Cardiologists do not widely use C-reactive protein testing for inflammation
While CRP testing has been available for years, it is not widely used in cardiology for measuring levels of coronary inflammation. However, Garshick anticipates a gradual shift in its routine use.
"It is very, very underutilized. I think it's not in the standard order set for many cardiologists the way we think about lipids or hemoglobin A1C, even lipoprotein little A to some extent. I think it is happening, it is just slow," he said.
At NYU, he said adoption of CRP is increasing, some preventive cardiologists ordering it on many patients. He said it helps that NYU is involved in anti-inflammatory clinical trials, which raise awareness, but some of the cardiologists are still having trouble getting CRPs routinely drawn.
Detecting and monitoring coronary inflammation via imaging
While CRP will show elevated inflammation in the body, new medical imaging techniques are able to directly show inflammation in the walls of coronary arteries. Garshick emphasizes the need for improved biomarkers to more specifically detect the impact of inflammation in vessels that can lead to hearts attacks and strokes. He said nuclear imaging and a new coronary computed tomography angiography (CCTA) technology may be able to help in the near future.
"From the imaging perspective, there's adipose tissue that surrounds the coronary vasculature and there's been a lot of talk recently about using imaging techniques to understand how metabolically active that adipose tissue is surrounding the coronary vasculature," Garshick explained.
This was one of the big studies presented at the American Heart Association (AHA) 2023 meeting in November by the University of Oxford. It used Caristo's CaRi-Heart artificial intelligence (AI) assessment software to clearly visualize inflammation in the perivascular fat surrounding arteries using a CT scan. As part of the Oxford Risk Factors And Non-invasive imaging (ORFAN) study, about 40,000 CCTA scans were reviewed by the AI from the U.K.'s National Health Service (NHS) records. It was able to link those older CT scans with health outcomes over the following10 years. Almost half of patients without coronary narrowings were reclassified when coronary inflammation, rather than only plaque alone, was taken into account.
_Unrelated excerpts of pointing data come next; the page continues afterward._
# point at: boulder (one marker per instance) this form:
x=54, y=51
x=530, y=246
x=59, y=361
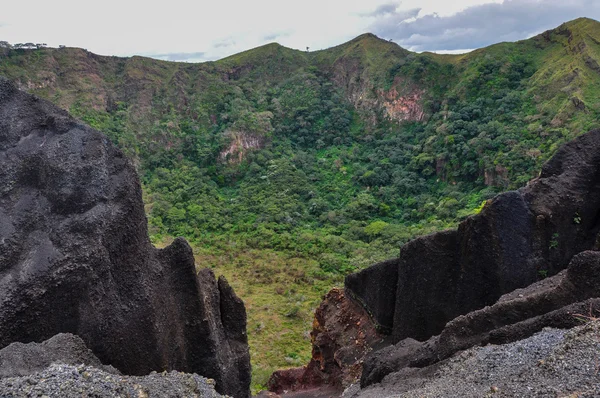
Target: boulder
x=373, y=287
x=342, y=335
x=19, y=359
x=517, y=238
x=562, y=301
x=75, y=257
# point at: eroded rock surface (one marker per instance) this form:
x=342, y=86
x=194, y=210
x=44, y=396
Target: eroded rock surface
x=551, y=363
x=563, y=301
x=342, y=335
x=517, y=237
x=75, y=257
x=19, y=359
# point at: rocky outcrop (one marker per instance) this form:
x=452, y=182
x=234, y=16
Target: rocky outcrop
x=551, y=363
x=20, y=359
x=373, y=288
x=517, y=237
x=342, y=335
x=69, y=381
x=562, y=301
x=75, y=257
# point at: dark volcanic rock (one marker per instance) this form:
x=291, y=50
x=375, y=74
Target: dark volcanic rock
x=20, y=359
x=374, y=287
x=517, y=236
x=342, y=335
x=560, y=302
x=75, y=256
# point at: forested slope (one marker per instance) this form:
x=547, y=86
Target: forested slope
x=289, y=169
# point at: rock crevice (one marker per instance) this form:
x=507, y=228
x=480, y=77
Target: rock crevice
x=75, y=256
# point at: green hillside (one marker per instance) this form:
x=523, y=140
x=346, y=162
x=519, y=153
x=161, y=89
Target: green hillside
x=288, y=169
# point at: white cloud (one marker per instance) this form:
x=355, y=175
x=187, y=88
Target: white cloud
x=211, y=30
x=481, y=25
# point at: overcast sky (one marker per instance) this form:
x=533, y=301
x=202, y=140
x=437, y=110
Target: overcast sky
x=186, y=30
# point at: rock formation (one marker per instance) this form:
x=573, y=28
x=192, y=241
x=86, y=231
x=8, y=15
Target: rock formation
x=486, y=281
x=562, y=301
x=517, y=237
x=75, y=257
x=342, y=335
x=20, y=359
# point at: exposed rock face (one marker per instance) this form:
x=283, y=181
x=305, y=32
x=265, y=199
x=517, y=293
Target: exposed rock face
x=552, y=363
x=20, y=359
x=69, y=381
x=75, y=257
x=561, y=302
x=516, y=236
x=373, y=287
x=342, y=335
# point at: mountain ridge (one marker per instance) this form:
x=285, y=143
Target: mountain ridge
x=286, y=169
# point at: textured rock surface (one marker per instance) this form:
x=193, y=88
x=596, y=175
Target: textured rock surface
x=556, y=303
x=68, y=381
x=552, y=363
x=516, y=236
x=373, y=287
x=75, y=256
x=20, y=359
x=342, y=335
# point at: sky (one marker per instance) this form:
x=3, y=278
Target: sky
x=195, y=31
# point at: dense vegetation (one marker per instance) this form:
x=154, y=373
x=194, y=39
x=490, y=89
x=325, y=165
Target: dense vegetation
x=287, y=170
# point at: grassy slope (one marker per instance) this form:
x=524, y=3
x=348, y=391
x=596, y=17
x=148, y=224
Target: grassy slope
x=172, y=116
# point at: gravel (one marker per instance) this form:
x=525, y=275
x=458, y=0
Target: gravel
x=552, y=363
x=68, y=381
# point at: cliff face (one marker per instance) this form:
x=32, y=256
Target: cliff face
x=518, y=237
x=75, y=257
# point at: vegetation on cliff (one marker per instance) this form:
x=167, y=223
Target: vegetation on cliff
x=288, y=169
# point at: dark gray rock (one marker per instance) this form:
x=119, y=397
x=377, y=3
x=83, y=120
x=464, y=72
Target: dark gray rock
x=68, y=381
x=75, y=256
x=561, y=302
x=374, y=287
x=517, y=237
x=20, y=359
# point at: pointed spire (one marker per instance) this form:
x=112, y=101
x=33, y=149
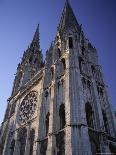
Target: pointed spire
x=36, y=38
x=68, y=18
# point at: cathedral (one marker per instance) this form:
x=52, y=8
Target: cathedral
x=60, y=105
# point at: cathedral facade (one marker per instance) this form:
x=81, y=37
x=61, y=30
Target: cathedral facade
x=59, y=106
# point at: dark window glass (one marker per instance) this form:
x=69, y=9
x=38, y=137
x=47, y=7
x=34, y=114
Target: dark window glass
x=12, y=147
x=32, y=136
x=89, y=115
x=47, y=123
x=60, y=143
x=105, y=121
x=62, y=116
x=70, y=42
x=22, y=135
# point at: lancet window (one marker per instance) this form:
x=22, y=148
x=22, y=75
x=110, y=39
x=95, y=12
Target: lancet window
x=62, y=116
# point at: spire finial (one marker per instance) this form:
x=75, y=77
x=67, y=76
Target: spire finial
x=36, y=38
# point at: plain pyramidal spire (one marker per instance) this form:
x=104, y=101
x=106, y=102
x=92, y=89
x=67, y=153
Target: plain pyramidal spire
x=68, y=18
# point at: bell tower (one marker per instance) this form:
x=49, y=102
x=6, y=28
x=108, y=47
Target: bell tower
x=31, y=63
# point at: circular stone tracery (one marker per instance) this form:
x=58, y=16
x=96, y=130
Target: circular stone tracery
x=28, y=107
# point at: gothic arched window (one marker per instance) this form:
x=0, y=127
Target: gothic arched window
x=22, y=135
x=47, y=123
x=13, y=108
x=43, y=147
x=62, y=116
x=12, y=147
x=59, y=53
x=94, y=147
x=80, y=64
x=70, y=42
x=93, y=70
x=63, y=64
x=60, y=143
x=52, y=72
x=32, y=137
x=89, y=115
x=105, y=121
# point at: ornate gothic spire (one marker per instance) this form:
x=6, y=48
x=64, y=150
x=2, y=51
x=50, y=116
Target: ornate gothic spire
x=31, y=63
x=36, y=38
x=68, y=18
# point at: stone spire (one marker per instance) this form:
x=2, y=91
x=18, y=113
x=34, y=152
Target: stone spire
x=68, y=18
x=31, y=63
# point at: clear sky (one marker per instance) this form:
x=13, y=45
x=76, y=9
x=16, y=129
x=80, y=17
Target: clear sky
x=19, y=19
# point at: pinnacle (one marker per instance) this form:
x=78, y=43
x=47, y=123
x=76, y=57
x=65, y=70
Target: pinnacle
x=36, y=38
x=68, y=18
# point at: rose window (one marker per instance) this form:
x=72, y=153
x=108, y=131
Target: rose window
x=28, y=107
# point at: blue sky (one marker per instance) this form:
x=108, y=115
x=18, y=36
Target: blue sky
x=19, y=19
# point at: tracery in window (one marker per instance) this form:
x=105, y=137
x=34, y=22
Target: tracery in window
x=22, y=135
x=32, y=137
x=62, y=116
x=12, y=147
x=93, y=70
x=13, y=106
x=63, y=64
x=28, y=107
x=106, y=125
x=60, y=143
x=59, y=52
x=47, y=123
x=52, y=72
x=43, y=146
x=70, y=43
x=89, y=115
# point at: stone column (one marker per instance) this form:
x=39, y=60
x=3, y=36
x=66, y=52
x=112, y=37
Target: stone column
x=50, y=141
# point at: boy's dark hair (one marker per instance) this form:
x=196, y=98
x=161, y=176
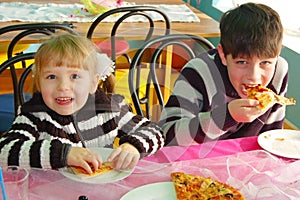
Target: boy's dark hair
x=251, y=30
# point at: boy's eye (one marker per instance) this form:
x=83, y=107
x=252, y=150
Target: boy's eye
x=51, y=76
x=241, y=62
x=74, y=76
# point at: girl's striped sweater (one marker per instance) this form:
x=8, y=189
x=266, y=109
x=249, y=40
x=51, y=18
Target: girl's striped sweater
x=41, y=138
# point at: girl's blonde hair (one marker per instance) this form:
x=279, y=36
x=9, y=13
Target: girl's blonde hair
x=72, y=51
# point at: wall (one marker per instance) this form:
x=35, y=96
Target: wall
x=293, y=58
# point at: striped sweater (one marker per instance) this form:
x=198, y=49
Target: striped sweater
x=42, y=138
x=197, y=108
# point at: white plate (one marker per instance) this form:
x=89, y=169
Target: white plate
x=108, y=177
x=281, y=142
x=157, y=191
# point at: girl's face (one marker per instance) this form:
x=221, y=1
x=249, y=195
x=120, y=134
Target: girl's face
x=65, y=90
x=245, y=71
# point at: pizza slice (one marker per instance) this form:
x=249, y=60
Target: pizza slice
x=266, y=96
x=189, y=187
x=106, y=167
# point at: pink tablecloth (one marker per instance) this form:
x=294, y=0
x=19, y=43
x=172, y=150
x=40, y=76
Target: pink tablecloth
x=256, y=173
x=206, y=150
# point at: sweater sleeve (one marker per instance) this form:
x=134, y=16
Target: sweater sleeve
x=21, y=146
x=197, y=115
x=139, y=131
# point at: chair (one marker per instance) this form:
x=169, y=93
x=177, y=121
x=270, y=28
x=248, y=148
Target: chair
x=161, y=76
x=22, y=88
x=113, y=47
x=17, y=33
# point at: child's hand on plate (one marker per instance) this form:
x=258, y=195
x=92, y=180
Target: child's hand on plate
x=84, y=158
x=125, y=157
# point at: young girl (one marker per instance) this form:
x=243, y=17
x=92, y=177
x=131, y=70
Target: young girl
x=69, y=113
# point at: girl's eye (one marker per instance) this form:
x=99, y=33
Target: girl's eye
x=74, y=76
x=51, y=76
x=241, y=62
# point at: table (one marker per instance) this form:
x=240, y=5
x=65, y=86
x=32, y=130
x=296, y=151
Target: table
x=240, y=162
x=207, y=27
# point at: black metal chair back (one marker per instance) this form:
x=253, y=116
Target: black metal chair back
x=158, y=48
x=125, y=13
x=18, y=85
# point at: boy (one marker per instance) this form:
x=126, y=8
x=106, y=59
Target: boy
x=217, y=106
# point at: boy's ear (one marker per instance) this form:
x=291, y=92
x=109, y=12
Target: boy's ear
x=222, y=55
x=94, y=83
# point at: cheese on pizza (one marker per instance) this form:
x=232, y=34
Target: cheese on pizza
x=189, y=187
x=106, y=167
x=266, y=96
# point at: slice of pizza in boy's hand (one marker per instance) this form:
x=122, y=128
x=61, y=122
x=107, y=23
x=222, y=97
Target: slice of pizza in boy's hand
x=265, y=96
x=106, y=167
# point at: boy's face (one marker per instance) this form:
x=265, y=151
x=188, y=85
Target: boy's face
x=65, y=90
x=245, y=71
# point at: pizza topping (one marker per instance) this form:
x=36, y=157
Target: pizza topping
x=266, y=96
x=188, y=186
x=106, y=167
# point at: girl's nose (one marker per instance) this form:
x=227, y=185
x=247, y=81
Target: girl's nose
x=63, y=85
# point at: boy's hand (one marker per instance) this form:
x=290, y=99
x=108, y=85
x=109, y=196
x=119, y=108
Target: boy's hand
x=245, y=110
x=81, y=157
x=125, y=157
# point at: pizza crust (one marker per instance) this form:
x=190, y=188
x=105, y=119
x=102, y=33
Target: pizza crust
x=188, y=186
x=266, y=97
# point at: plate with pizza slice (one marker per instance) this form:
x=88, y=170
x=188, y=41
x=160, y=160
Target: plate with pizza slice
x=281, y=142
x=106, y=174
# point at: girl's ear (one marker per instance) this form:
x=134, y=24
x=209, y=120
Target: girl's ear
x=94, y=83
x=222, y=55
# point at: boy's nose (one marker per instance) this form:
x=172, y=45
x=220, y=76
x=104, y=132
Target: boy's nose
x=253, y=73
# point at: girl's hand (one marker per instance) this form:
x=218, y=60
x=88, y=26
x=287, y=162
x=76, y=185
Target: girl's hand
x=84, y=158
x=245, y=110
x=125, y=157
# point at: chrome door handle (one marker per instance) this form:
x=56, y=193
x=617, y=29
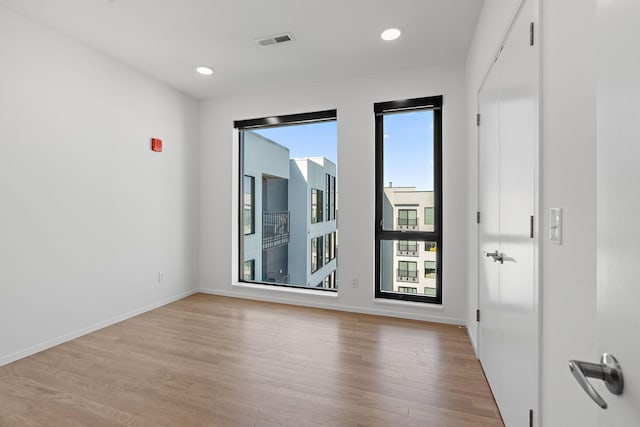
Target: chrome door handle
x=608, y=370
x=497, y=256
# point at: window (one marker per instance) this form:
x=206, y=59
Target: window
x=428, y=217
x=316, y=205
x=407, y=217
x=316, y=254
x=408, y=187
x=430, y=269
x=248, y=203
x=249, y=272
x=329, y=247
x=331, y=197
x=330, y=280
x=430, y=246
x=407, y=270
x=408, y=247
x=283, y=165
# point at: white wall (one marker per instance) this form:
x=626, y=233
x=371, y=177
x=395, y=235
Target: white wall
x=89, y=215
x=567, y=172
x=354, y=99
x=569, y=182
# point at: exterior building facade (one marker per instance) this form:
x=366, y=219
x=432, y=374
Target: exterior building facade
x=409, y=266
x=293, y=239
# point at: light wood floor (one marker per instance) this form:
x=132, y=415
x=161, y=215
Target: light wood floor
x=214, y=361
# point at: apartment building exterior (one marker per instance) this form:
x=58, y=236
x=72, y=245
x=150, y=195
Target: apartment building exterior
x=289, y=214
x=412, y=268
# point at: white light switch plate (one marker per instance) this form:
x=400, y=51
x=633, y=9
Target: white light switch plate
x=555, y=225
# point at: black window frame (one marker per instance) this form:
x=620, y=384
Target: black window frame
x=433, y=103
x=262, y=123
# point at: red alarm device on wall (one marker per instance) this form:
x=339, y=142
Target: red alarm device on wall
x=156, y=145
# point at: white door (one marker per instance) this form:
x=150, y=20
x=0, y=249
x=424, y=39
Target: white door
x=618, y=200
x=508, y=302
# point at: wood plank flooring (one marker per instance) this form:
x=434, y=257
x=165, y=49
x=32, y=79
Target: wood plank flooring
x=215, y=361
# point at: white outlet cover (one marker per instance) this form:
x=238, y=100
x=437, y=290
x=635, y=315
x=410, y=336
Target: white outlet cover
x=555, y=225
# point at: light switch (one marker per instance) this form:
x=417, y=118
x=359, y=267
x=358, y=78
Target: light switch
x=555, y=225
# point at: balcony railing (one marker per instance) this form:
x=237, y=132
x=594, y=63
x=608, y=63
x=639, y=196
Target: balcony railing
x=275, y=277
x=275, y=229
x=407, y=276
x=407, y=250
x=407, y=224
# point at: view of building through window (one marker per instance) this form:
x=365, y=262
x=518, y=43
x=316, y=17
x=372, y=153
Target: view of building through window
x=407, y=232
x=289, y=205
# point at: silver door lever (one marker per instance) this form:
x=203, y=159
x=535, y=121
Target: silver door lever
x=496, y=256
x=608, y=370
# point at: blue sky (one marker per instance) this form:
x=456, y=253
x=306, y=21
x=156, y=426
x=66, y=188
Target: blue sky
x=310, y=140
x=408, y=150
x=408, y=146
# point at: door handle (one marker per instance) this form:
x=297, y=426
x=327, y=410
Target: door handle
x=608, y=370
x=497, y=256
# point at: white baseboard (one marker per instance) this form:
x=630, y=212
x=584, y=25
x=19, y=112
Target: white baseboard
x=330, y=306
x=474, y=344
x=83, y=331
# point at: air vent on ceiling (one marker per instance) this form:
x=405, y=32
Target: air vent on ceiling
x=277, y=39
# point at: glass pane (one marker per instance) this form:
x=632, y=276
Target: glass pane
x=408, y=171
x=399, y=268
x=291, y=168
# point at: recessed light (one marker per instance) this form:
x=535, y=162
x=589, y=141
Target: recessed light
x=390, y=34
x=205, y=71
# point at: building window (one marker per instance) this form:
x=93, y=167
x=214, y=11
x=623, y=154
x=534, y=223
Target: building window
x=428, y=217
x=284, y=162
x=408, y=187
x=329, y=247
x=407, y=270
x=330, y=181
x=316, y=205
x=330, y=280
x=316, y=253
x=248, y=204
x=430, y=269
x=407, y=248
x=249, y=270
x=407, y=217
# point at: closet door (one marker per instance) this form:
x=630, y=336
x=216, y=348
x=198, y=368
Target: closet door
x=508, y=291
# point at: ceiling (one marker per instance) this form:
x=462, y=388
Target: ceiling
x=167, y=39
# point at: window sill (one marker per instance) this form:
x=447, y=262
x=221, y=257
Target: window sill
x=299, y=291
x=415, y=304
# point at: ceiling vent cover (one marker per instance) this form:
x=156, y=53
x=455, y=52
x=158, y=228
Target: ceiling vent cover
x=277, y=39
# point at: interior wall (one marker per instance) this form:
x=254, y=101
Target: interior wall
x=89, y=214
x=569, y=287
x=353, y=99
x=568, y=178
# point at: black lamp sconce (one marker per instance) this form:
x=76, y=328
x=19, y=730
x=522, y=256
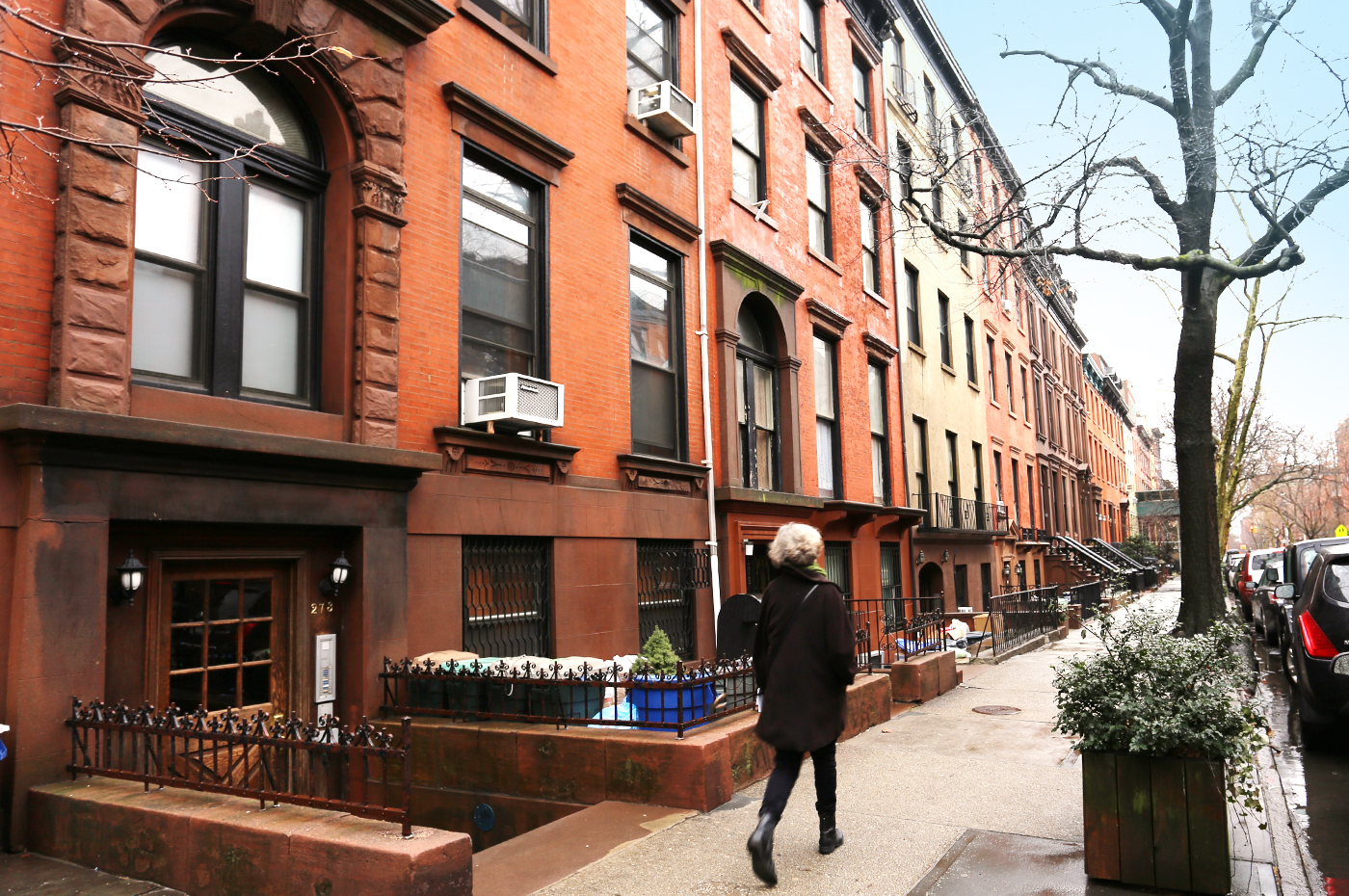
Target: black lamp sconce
x=131, y=575
x=336, y=576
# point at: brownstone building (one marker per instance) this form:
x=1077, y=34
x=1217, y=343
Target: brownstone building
x=243, y=354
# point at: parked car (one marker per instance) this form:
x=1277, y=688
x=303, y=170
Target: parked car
x=1297, y=562
x=1318, y=656
x=1250, y=573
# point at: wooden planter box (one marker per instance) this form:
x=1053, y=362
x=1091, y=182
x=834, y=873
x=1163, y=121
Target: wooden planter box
x=1156, y=822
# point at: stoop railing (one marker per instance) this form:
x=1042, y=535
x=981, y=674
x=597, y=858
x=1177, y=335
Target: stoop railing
x=278, y=760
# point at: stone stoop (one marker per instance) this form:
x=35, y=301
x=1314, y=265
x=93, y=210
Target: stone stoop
x=923, y=677
x=209, y=845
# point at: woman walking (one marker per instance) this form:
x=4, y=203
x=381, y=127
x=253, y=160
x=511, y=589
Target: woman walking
x=803, y=664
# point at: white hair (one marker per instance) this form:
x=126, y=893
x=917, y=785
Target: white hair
x=796, y=544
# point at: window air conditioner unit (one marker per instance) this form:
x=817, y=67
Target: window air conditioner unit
x=663, y=108
x=512, y=403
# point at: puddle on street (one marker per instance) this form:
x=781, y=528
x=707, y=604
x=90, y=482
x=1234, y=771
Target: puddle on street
x=1315, y=780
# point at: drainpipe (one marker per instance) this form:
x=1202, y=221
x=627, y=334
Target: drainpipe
x=701, y=322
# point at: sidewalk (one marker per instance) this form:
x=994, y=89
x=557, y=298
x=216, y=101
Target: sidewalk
x=941, y=801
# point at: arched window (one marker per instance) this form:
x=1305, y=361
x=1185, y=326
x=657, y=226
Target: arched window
x=228, y=248
x=757, y=393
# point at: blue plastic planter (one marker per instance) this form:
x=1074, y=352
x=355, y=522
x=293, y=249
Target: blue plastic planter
x=660, y=704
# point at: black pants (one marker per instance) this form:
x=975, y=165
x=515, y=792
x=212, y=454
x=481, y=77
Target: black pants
x=786, y=767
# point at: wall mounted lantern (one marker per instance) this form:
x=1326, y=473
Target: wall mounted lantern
x=131, y=575
x=336, y=578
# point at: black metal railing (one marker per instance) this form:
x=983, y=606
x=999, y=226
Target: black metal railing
x=890, y=630
x=947, y=512
x=1015, y=619
x=277, y=760
x=668, y=573
x=508, y=596
x=570, y=696
x=1086, y=595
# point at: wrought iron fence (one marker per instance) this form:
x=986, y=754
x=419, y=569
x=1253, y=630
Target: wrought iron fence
x=570, y=694
x=947, y=512
x=278, y=760
x=668, y=572
x=1015, y=619
x=889, y=630
x=508, y=596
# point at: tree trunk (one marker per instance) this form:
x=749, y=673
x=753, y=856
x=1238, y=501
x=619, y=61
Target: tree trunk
x=1203, y=596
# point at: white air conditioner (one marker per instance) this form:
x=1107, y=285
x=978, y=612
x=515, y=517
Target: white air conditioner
x=663, y=108
x=512, y=403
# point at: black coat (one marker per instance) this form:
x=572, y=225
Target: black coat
x=805, y=675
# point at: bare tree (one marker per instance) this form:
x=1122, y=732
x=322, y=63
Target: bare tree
x=1071, y=209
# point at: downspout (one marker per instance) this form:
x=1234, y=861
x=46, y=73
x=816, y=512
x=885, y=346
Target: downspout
x=701, y=322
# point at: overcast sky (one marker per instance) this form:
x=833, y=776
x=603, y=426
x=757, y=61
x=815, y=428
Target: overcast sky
x=1130, y=320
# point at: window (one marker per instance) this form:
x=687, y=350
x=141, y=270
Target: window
x=508, y=595
x=943, y=309
x=654, y=315
x=870, y=248
x=818, y=204
x=860, y=97
x=993, y=369
x=880, y=430
x=911, y=303
x=499, y=290
x=650, y=44
x=826, y=418
x=748, y=175
x=1011, y=384
x=920, y=470
x=226, y=261
x=755, y=387
x=970, y=371
x=953, y=465
x=523, y=17
x=811, y=57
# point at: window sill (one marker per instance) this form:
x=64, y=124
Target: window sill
x=749, y=206
x=819, y=87
x=636, y=125
x=825, y=261
x=758, y=16
x=508, y=37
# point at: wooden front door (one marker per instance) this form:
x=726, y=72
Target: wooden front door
x=223, y=634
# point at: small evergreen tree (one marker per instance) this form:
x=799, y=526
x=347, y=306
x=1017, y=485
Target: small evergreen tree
x=657, y=656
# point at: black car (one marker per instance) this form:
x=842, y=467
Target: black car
x=1318, y=654
x=1297, y=563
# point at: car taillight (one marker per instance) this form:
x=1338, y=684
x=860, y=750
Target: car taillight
x=1314, y=640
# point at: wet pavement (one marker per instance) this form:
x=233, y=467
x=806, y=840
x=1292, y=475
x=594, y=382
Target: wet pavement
x=1315, y=780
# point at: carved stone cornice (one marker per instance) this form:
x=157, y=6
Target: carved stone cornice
x=472, y=451
x=658, y=213
x=641, y=472
x=464, y=103
x=819, y=132
x=741, y=53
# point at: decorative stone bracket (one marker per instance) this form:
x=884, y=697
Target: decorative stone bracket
x=638, y=472
x=472, y=451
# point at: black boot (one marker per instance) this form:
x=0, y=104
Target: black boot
x=830, y=835
x=761, y=851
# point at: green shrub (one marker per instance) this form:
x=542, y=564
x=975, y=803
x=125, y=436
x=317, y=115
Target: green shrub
x=657, y=656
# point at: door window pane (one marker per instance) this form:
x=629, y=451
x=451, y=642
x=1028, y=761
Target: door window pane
x=276, y=239
x=272, y=343
x=164, y=322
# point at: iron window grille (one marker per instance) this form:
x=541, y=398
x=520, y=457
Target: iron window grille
x=508, y=596
x=668, y=573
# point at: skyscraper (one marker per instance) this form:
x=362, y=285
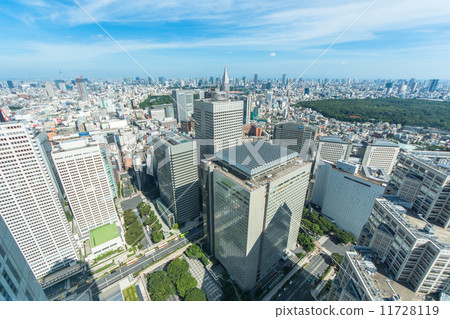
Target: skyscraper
x=17, y=281
x=225, y=83
x=345, y=193
x=433, y=85
x=381, y=154
x=83, y=175
x=183, y=105
x=176, y=158
x=257, y=191
x=413, y=250
x=300, y=137
x=218, y=125
x=29, y=204
x=423, y=179
x=82, y=86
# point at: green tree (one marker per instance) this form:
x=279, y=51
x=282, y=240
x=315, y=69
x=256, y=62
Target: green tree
x=157, y=236
x=184, y=283
x=337, y=258
x=160, y=286
x=177, y=268
x=195, y=294
x=194, y=251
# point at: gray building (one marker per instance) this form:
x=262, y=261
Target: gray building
x=423, y=179
x=218, y=125
x=345, y=193
x=17, y=281
x=183, y=104
x=300, y=137
x=177, y=167
x=255, y=197
x=413, y=251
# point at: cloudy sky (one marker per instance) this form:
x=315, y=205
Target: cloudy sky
x=177, y=38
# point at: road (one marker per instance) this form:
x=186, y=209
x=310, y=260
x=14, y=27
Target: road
x=301, y=287
x=97, y=286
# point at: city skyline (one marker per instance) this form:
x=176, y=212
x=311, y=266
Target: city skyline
x=402, y=40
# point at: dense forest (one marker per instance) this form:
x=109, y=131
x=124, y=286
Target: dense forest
x=404, y=111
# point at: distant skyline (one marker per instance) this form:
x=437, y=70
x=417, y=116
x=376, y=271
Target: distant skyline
x=182, y=39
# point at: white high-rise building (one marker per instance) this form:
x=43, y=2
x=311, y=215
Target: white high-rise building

The company is currently in discussions with the FDA and expects to file a de-novo application for regulatory review in early 2024.
Nuclear imaging can also detect areas of inflammation in the body, but Garshick said better radiotracers are needed to look for macrophage uptake specifically in the walls of blood vessels.
"Glucose uptake in the aortic vasculature is not the appropriate metric of overall cardiovascular risk. So we certainly need better radiotracers, newer imaging techniques to look at the coronary vasculature, and better techniques to detect vulnerable plaque in the coronary vasculature. I think these are all in development and coming down the line," he said.
Opening the door to personalized cardiology prevention
Garshick envisions a personalized approach to cardiac prevention, emphasizing the need to understand specific drivers of atherosclerotic risk for individual patients. He predicts a balance between polypharmacy and personalized medicine, with a focus on refining preventive strategies based on a deeper understanding of inflammatory contributions to cardiovascular health.